Her iki film de gişe rekorları kırmış. Sinema salonlarına seyirciler düşünmeye değil kendini iyi hissetmeye davet edilmişler. İnançsızlıklarını korumalarına, gerçeklikten kaçmalarına imkân sağlanmış. Hayal kırıklığı, endişe, öfke ve hoşnutsuzluk gibi duyguları ifade eden karakterleri içeren hikâyeler aracılığıyla deneyim paylaşımı gerçekleştirmelerine izin verilmemiş. Kendi hayatlarında tecrübe ettikleri bu duyguların belirli bir dayanışma hissi oluşturmasına engel olunmuş.

Bu, kahramanın olumsuz yönlerine vurgu yapılan bir dönem. Ana karakterler için sistem ve ona uyum sağlamanın kendisi asıl düşman. Sonuçlarına bakmaksızın kendi çentiğini atan insanlar bunlar. Otoritenin sorgulanması ve edinilmiş gerçeklerin yargılanması genç ve orta yaşlı insanların radikal değişime dönük açlığının birer ifadesi. Vietnam Savaşı, Watergate Skandalı, Siyahların insan hakları hareketi, milliyetçi hareketler Amerikan toplumunu sarsmış, bu sarsıntı kültüre ve kültürel referanslara da yansımış.

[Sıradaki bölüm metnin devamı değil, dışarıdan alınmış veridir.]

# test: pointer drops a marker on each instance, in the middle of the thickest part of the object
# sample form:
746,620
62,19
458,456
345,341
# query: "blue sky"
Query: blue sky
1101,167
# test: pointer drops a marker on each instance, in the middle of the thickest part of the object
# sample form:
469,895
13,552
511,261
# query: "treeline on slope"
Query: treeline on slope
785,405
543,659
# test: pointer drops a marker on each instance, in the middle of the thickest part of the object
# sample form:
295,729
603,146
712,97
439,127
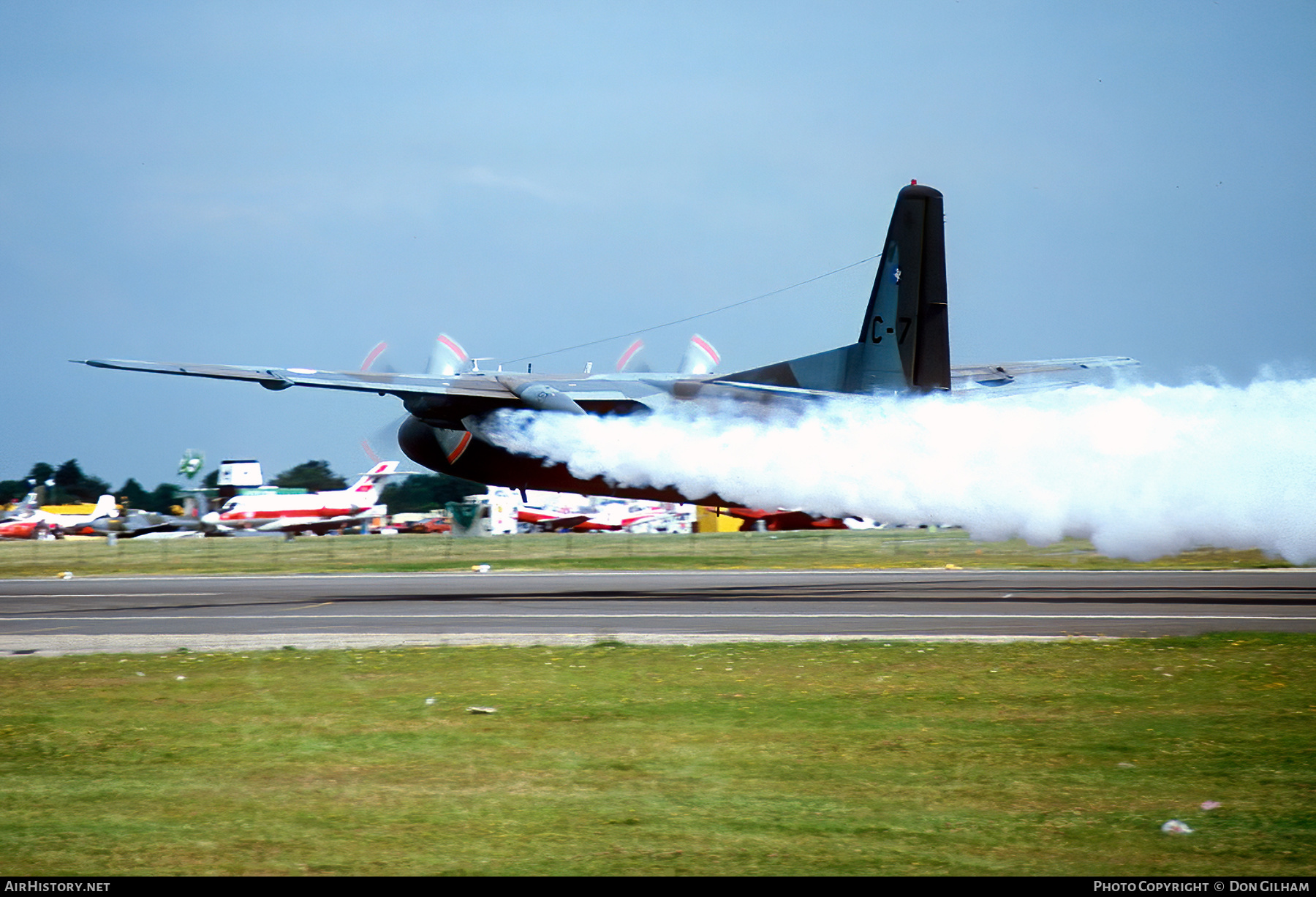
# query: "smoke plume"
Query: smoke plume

Ama yetmişlerin ortasında, Vietnam Savaşı’nın sona ermesiyle, karşı-kültürün zayıflamasıyla, yabancılaşma, öfke ve isyankârlık bir kutuya hapsedilmiş, Amerikan rüyası ve Amerikan demokrasisine dair mitoloji yeniden hâkim hâle gelmiş.

‘Easy Riders’, ‘Raging Bulls’ gibi filmlerin çekildiği Amerikan sineması içindeki bu önemli döneme dair eşsiz tarih çalışmasında yazar ve kültür eleştirmeni Peter Biskind şunları söylüyor:

“Sinema filmlerinin pazarlanması ve ticari bir meta olarak alınıp satılması süreci üzerinde yol açtığı tesirin ötesinde Star Wars kültür üzerinde de muazzam bir etkiye yol açtı. Film, Başkan Jimmy Carter döneminde alınan tasarruf tedbirlerinden ve Vietnam Savaşı’nın bitişi ardından merkeze doğru yaşanan yürüyüşten epey istifade etti.”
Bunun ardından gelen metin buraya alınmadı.